Stat 401 F/XW: HW 2 answers.
1) Radon. 7 pts.
a) 2 pt.
Radon concentrations
40
radon
30
20
10
0
1
group
The distribution is skewed with some extremely large values.
Note: if you use different software that identifies individual extreme values,
you see two unusually large points. I would call these extreme values
not outliers, because there is nothing erroneous about these points. They
are just houses with high radon concentrations. To a public health official,
these would be the two most important points in the data set.
b) 2 pt. mean = 4.54, median = 3.5
I would say these are not similar. I would expect this because the data are skewed.
You could also argue these are similar, because the influence of one or two large
values is diluted when you have a total of 42 observations.
Note: Although you could argue either way, I strongly favor 'not similar' because
the difference between the two estimates is large relative to the variability
in the bulk of the data. The 25'th percentile is 2.2; the 75'th percentile is 5.5.
The difference (IQR) is 3.3. The difference between mean and median is 1/3 of that.
c) 1 pt. The se of the mean is 0.76 (directly from SAS / JMP output) or calculated as:
4.896/sqrt(42) = 0.76.
d) 2 pt. Yes, the se is appropriate because the data are a simple random sample. The
skewness is irrelevant. The se does not assume any particular distribution.
Note: A lot of folks misunderstood this point. I talked about this briefly in the lecture, but it is
not emphasized in the book. In many ways this is analogous to the mean of a skewed
distribution. The sample average from a simple random sample is a valid and appropriate
estimator of the mean of a population, no matter what shape it has. Our discussion about
mean or median was about which is more appropriate for a particular goal. If the mean is the
right quantity, the sample average (and sample se) are appropriate because the sample is a
simple random sample. Skewness doesn't matter for either the average or the se of the
average. The distribution will matter when you use t-statistics to compute a confidence
interval.
Note: when would the se not be an appropriate measure? When the sampling is not a simple
random sample. If you had a way to identify houses likely to have high radon and houses
likely to have low radon (e.g. based on the underlying soil/rock), you could sample 21 houses
from the 'likely high' group and 21 houses from the 'likely low' group. The sample se we have
talked about is not appropriate. The survey is a stratified random sample for which different
methods need to be used to estimate the population mean and the se of that estimate.

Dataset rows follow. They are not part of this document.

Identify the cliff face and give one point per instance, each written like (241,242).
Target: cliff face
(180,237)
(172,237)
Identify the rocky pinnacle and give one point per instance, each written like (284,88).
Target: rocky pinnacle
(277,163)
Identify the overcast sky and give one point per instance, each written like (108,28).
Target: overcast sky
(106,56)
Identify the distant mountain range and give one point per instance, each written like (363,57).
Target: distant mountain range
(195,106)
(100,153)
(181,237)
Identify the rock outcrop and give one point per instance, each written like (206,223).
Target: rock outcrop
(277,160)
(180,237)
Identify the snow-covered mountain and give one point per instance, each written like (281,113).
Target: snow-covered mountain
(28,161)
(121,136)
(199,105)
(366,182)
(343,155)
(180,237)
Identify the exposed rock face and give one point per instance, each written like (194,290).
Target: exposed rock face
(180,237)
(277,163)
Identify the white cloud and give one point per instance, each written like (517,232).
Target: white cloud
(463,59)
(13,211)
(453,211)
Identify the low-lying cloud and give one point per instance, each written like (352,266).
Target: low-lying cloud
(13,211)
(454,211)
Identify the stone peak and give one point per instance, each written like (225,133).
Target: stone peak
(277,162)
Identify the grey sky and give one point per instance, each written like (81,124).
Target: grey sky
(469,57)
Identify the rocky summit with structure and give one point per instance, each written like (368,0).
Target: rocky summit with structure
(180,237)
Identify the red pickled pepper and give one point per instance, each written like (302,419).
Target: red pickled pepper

2) mutagen and microsatellite nuclei. 7 pt.
a) 1pt for treatments, 1 pt for randomly assigned and can make causal conclusions
Treatments are control or 80 mg/ml of mutagen.
They are randomly assigned to a vial of cells.

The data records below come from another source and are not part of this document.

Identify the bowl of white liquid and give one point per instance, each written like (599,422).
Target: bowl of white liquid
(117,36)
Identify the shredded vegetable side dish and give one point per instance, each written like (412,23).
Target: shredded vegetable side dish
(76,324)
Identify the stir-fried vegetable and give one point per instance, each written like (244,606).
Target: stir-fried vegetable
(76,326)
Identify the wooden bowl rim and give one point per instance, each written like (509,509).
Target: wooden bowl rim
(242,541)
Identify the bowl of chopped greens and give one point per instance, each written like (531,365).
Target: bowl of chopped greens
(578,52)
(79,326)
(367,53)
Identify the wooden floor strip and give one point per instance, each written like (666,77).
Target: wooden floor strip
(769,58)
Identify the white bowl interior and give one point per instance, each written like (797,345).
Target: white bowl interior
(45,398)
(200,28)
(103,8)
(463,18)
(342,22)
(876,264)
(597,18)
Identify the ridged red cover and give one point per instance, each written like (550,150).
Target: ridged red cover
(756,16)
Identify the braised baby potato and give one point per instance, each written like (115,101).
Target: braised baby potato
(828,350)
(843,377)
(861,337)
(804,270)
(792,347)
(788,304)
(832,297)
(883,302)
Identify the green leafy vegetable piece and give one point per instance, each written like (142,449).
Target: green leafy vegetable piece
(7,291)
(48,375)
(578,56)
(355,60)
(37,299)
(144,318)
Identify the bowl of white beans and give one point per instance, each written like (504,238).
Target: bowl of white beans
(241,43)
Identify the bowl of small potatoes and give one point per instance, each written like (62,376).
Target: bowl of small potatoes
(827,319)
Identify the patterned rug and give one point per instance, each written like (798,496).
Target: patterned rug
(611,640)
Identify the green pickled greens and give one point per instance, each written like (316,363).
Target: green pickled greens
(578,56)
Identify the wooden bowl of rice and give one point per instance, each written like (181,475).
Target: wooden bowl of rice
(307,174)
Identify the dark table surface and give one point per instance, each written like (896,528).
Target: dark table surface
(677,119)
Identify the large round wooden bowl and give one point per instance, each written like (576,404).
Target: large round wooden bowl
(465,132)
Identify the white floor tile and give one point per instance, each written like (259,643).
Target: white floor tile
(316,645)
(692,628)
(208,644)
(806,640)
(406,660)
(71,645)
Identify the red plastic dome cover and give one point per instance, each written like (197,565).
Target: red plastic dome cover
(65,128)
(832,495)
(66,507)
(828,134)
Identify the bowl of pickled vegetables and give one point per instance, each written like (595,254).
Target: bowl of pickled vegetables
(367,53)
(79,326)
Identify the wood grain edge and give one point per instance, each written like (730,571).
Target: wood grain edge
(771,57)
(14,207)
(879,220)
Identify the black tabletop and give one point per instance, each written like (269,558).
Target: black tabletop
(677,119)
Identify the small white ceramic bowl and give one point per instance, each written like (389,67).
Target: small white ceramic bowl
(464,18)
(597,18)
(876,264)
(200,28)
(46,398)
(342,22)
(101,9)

Yes, because treatments are randomly assigned.
b) 1 pt
1/126 = 0.0079 = 0.79%.
Explanation: Using the permutation distribution, there is one permutation with a difference
of 8.2 or more extreme. There are 126 possible permutations, so P[diff >= 8.2] = 1/126
c) 2 pt
3/126 = 0.024 = 2.4% (0r 0.0238 = 2.38%)
The two-sided p-value is the probability of >= 8.2 or <= -8.2. There is 1 value >= 8.2 and two
<= -8.2, so three events in total.
d) 1 pt for p-value and correct interpretation of result, 1 pt for estimate of effect size
There are many possible (and reasonable) ways to word this. Here's mine.

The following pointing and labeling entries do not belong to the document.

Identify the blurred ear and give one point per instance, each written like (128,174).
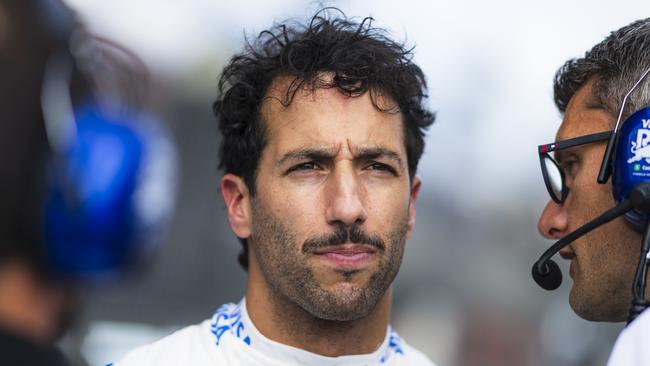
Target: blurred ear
(237,200)
(415,190)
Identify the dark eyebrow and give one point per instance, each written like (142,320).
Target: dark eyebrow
(371,153)
(306,154)
(321,154)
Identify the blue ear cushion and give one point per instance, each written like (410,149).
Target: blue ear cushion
(631,162)
(89,214)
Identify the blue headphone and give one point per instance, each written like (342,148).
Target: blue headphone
(627,158)
(110,181)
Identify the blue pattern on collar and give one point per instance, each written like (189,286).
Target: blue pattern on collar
(394,346)
(228,319)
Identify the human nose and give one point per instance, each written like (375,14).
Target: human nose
(345,203)
(553,222)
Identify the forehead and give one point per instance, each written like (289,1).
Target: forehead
(584,115)
(325,117)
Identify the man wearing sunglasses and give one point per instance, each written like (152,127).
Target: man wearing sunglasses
(590,92)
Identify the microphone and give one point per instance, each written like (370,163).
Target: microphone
(546,272)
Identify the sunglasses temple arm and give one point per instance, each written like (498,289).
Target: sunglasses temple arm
(606,166)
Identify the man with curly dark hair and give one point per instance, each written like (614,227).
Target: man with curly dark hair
(322,128)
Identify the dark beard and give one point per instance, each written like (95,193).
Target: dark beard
(284,265)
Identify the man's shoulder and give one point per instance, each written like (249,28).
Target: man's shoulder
(185,346)
(631,346)
(414,357)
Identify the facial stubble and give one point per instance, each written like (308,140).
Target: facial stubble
(284,263)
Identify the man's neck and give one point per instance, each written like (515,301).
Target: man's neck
(285,322)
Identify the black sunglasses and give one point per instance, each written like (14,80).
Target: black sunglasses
(551,170)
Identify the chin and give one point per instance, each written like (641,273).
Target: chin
(597,309)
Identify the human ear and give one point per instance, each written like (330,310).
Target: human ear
(415,190)
(237,199)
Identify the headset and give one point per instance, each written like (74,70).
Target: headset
(627,162)
(111,177)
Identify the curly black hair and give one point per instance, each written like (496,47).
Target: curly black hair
(361,58)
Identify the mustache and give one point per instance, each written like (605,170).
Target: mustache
(341,235)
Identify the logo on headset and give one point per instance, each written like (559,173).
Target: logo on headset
(641,147)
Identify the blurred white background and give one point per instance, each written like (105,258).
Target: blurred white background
(464,295)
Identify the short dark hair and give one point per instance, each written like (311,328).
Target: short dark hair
(615,64)
(361,59)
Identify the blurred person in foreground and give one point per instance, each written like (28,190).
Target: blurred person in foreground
(69,175)
(590,92)
(322,128)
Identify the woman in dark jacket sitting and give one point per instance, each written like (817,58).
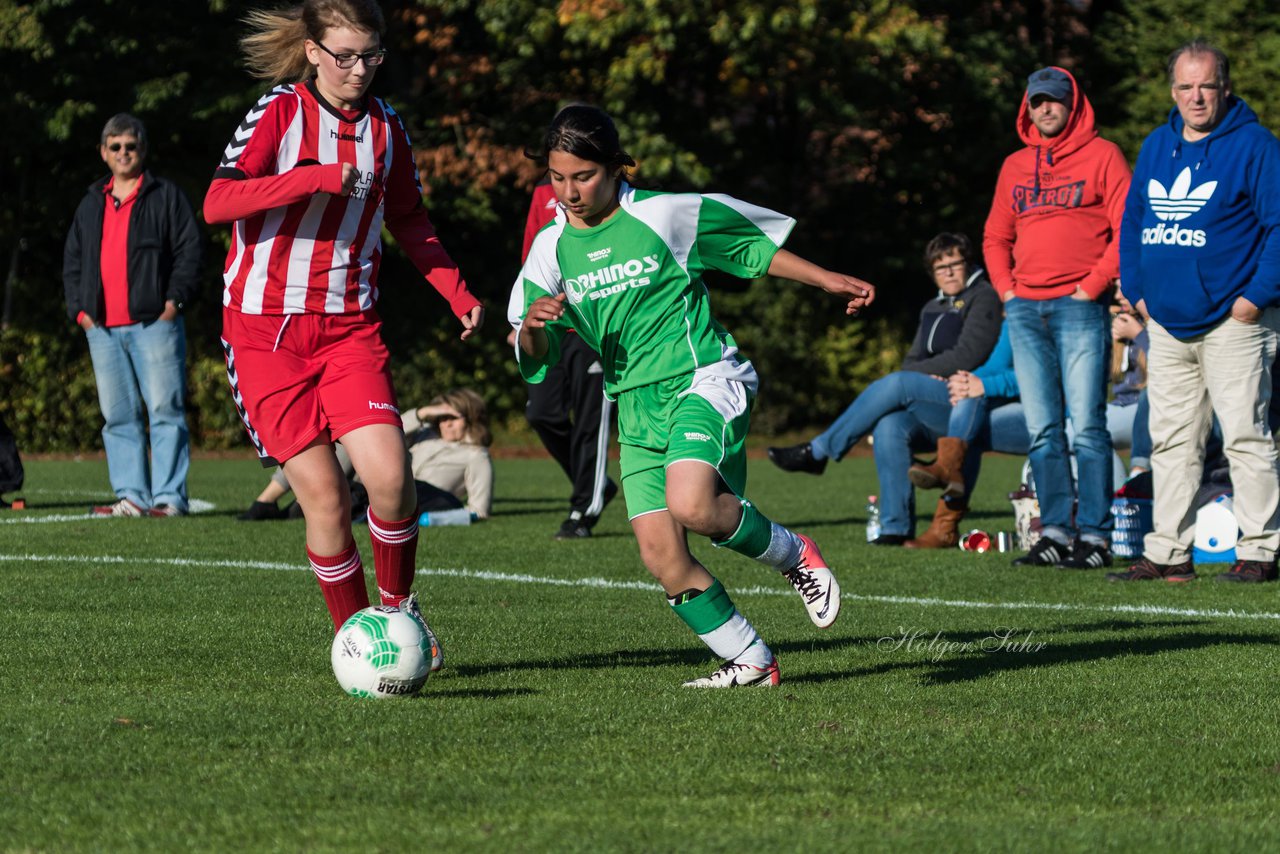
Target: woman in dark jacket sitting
(958,330)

There is evidence (p=0.024) that the mutagen increases the number of microsatellite nuclei.
The estimated increase with an 80 mg/ml dose of mutagen is 8.2 nuclei.
Note: When grading we were looking for appropriate interpretation of the p-value (evidence
of) and an estimate of the size of the effect. You could also include the means or medians of
the two groups (full credit) or the difference in the medians (full credit).
3) Problem ./26: 6 points
We were looking for:
Statement of methods: (1 pt)
An appropriate graphic (2 pts)
Appropriate numerical results (1 pt) that are consistent with your choice of method (1 pt)
A statement reporting your conclusion (1 pt).
One possible answer is:
The data were analyzed by plotting side-by-side box plots. Because these data are very
skewed (Figure 1), we report the median percent pro-environment votes for each party. The
Democratic party (median = 92%) had a much higher pro-environment vote percent than the
Republican Party (median = 7.1%). The one independent member of the House of
Representatives voted 100% pro-environment.
100
PctPro
75
50
25
0
D
I
R
Party
Figure 1. Percent pro-environment votes for members of the Democratic (D) and Republican
(R) parties and the one Independent.
Note: The statement about the Independent party member of Congress is not required.